Arterial cannulation is a crucial step for this kind of procedure because of the risk of perfusional problems especially of upper extremities and brain in case of femoral cannulation or hypo-perfusion of the mesenteric and renal arteries in case of cannulation of ascending aorta or the right axillary artery. The double arterial cannulation of the ascending aorta and the femoral artery can provide an effective whole-body perfusion and can avoid adverse perfusional sequelae   as elucidated our case, we had no complications related to the CPB.
Certainly, the valve-sparing aortic root replacement is an attractive option for treating aortic root pathology with best long-term results, especially in young patients. But in our case, this option was not possible because of the severity of aortic disease with extensive destruction of the leaflets by the infective endocarditis.
The choice of the diameter of the tube to be used for extra-anatomic bypass does not obey to well-known and elaborated rules, it remains rather dependent on the surgeon's preference but generally it ranges between 14 and 20mm with a trend for large calibres. In our case, we chose a tube of 14 mm because the heart was frankly dilated and occupied the entire pericardial cavity, and also the risk of incongruence between a large tube, and an underdeveloped descending aorta which may cause dehiscence and anastomotic pseudo aneurysm. On the other hand, a small tube exposes the patient to the risk of thrombosis of the graft. The CT control showed a good patency of the extra-anatomic bypass and the arterial doppler showed no residual blood pressure gradient between upper and lower extremities with a normal index of systolic.
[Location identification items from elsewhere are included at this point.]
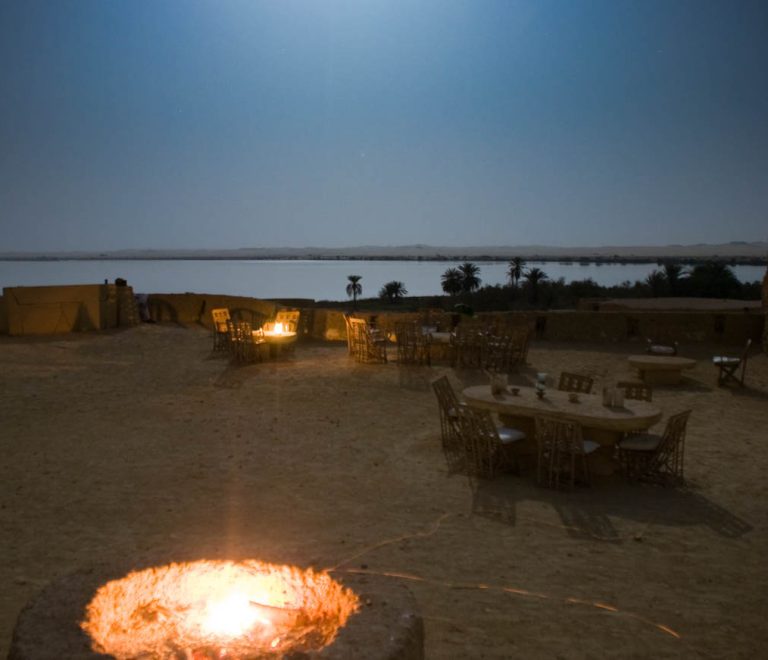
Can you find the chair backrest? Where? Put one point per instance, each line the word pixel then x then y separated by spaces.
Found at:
pixel 637 391
pixel 220 316
pixel 570 382
pixel 364 349
pixel 480 440
pixel 558 433
pixel 669 454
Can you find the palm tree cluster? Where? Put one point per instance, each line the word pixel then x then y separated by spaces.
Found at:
pixel 393 291
pixel 463 279
pixel 354 288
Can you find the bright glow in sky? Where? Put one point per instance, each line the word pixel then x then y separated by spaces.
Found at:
pixel 225 124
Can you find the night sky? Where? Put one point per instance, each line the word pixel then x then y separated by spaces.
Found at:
pixel 225 124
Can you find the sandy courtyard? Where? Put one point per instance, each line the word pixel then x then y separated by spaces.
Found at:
pixel 143 444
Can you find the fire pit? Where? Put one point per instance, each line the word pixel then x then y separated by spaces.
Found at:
pixel 218 609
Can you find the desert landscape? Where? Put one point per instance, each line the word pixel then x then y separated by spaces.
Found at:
pixel 143 444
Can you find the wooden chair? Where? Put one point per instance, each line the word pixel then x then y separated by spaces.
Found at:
pixel 448 405
pixel 245 348
pixel 634 390
pixel 487 448
pixel 220 316
pixel 518 352
pixel 570 382
pixel 412 344
pixel 365 348
pixel 657 458
pixel 728 366
pixel 349 333
pixel 562 451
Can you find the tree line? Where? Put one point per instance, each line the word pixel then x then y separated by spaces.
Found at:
pixel 531 288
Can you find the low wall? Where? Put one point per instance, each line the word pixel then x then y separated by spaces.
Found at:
pixel 727 328
pixel 42 310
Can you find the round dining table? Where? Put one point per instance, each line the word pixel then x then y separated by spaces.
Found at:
pixel 603 424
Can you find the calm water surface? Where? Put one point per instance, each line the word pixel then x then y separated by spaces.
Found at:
pixel 321 280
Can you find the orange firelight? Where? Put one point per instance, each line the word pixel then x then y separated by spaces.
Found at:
pixel 214 609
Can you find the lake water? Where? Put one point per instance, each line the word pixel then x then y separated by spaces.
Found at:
pixel 321 280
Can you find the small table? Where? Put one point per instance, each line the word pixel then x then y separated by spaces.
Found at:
pixel 603 424
pixel 660 369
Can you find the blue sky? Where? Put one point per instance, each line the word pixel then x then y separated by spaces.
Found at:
pixel 225 124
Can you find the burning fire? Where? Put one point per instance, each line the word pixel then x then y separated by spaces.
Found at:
pixel 217 609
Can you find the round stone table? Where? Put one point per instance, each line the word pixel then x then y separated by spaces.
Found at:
pixel 660 369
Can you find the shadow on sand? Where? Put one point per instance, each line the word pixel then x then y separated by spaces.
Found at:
pixel 588 513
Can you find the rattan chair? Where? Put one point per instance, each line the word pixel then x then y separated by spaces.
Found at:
pixel 728 366
pixel 487 448
pixel 570 382
pixel 450 432
pixel 366 348
pixel 220 316
pixel 657 458
pixel 635 390
pixel 244 346
pixel 562 452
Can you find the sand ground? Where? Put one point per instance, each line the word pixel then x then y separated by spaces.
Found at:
pixel 143 443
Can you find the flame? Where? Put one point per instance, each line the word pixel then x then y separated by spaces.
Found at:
pixel 232 616
pixel 247 608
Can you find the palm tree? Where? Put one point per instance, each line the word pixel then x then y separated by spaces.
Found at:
pixel 674 273
pixel 469 279
pixel 532 277
pixel 515 270
pixel 393 291
pixel 451 281
pixel 713 279
pixel 656 282
pixel 354 288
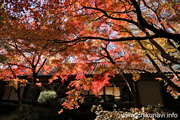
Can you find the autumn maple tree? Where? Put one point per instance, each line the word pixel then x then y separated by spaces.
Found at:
pixel 104 31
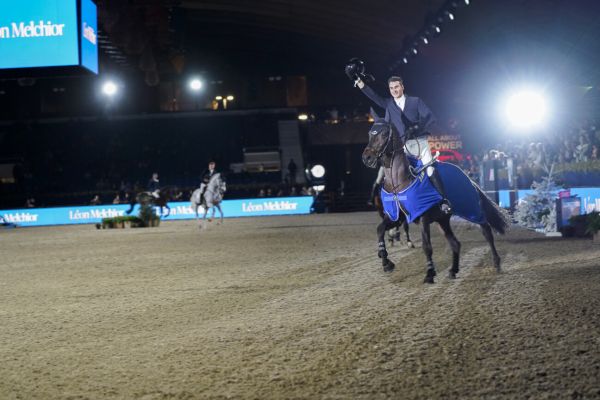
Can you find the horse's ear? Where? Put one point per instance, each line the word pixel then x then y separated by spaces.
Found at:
pixel 373 114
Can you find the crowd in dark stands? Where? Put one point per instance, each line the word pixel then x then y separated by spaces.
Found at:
pixel 84 166
pixel 531 160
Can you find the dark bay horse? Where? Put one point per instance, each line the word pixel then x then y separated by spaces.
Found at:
pixel 385 147
pixel 165 195
pixel 386 225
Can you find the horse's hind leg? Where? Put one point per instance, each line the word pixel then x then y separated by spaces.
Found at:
pixel 388 266
pixel 486 230
pixel 409 242
pixel 454 245
pixel 428 250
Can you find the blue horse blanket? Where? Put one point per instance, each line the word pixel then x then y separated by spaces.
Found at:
pixel 421 195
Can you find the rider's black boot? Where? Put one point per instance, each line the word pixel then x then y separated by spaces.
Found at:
pixel 439 186
pixel 373 194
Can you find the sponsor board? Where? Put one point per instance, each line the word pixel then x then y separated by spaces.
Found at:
pixel 590 197
pixel 179 210
pixel 38 33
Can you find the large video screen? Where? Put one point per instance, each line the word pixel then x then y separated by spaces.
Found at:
pixel 89 36
pixel 38 33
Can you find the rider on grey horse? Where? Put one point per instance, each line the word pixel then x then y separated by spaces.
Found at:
pixel 154 185
pixel 206 175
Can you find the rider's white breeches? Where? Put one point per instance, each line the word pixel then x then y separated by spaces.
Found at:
pixel 419 147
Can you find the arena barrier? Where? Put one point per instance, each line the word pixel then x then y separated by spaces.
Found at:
pixel 590 197
pixel 179 210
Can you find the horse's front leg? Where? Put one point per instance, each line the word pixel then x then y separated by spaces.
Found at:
pixel 486 230
pixel 454 245
pixel 220 213
pixel 428 249
pixel 388 266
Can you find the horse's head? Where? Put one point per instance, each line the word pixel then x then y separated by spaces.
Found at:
pixel 380 138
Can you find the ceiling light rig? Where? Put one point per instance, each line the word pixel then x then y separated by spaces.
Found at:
pixel 432 29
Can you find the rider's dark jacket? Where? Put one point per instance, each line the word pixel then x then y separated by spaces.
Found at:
pixel 207 174
pixel 153 185
pixel 415 113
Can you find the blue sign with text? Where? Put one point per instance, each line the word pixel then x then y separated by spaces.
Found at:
pixel 179 210
pixel 38 33
pixel 89 36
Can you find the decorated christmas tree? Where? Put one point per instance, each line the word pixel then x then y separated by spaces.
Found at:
pixel 538 209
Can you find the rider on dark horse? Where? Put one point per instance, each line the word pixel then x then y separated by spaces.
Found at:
pixel 154 186
pixel 206 177
pixel 411 117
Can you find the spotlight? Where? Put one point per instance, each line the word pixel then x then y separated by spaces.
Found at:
pixel 110 88
pixel 318 171
pixel 196 84
pixel 526 109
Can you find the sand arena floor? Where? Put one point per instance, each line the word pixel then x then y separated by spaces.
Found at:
pixel 293 307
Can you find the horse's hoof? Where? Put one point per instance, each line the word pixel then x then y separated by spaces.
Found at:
pixel 389 267
pixel 430 275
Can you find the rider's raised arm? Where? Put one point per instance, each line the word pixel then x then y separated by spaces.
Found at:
pixel 370 93
pixel 425 116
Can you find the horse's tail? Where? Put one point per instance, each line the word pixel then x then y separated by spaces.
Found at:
pixel 495 216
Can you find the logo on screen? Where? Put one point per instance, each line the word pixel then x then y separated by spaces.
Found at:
pixel 23 30
pixel 89 33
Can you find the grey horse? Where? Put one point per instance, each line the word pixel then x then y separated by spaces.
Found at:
pixel 215 189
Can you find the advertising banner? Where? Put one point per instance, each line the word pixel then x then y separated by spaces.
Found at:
pixel 89 36
pixel 38 33
pixel 179 210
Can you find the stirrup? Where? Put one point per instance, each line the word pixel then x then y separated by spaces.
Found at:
pixel 445 207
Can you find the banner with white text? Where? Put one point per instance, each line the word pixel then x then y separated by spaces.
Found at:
pixel 179 210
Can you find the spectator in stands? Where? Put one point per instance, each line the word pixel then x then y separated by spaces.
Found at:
pixel 292 170
pixel 154 185
pixel 581 150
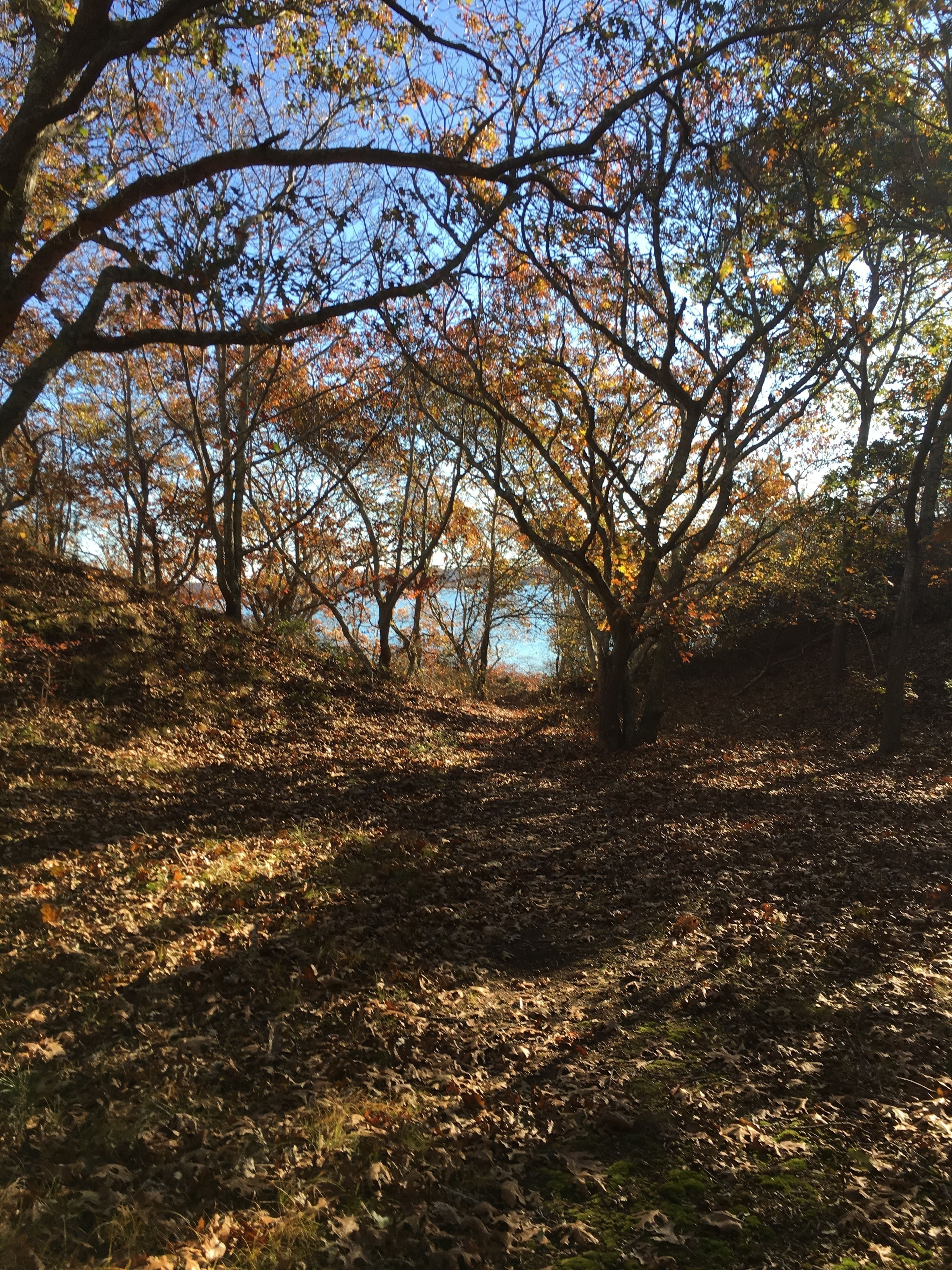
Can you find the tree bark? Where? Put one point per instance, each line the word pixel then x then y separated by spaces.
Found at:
pixel 851 511
pixel 615 651
pixel 385 619
pixel 927 470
The complex pathology of AC with aortic root aneurysm, presenting in adulthood, poses a tactical challenge  . The single-stage procedure, with combination of an extra-anatomic aortic bypass and concomitant cardiovascular disorders repair via median sternotomy, might be a useful and a safe alternative, which can be performed efficiently with low morbidity and mortality   .
All authors declare that there is no conflict of interest in this article.
The authors declare that the patient has given his approval and consent to the publication of this article.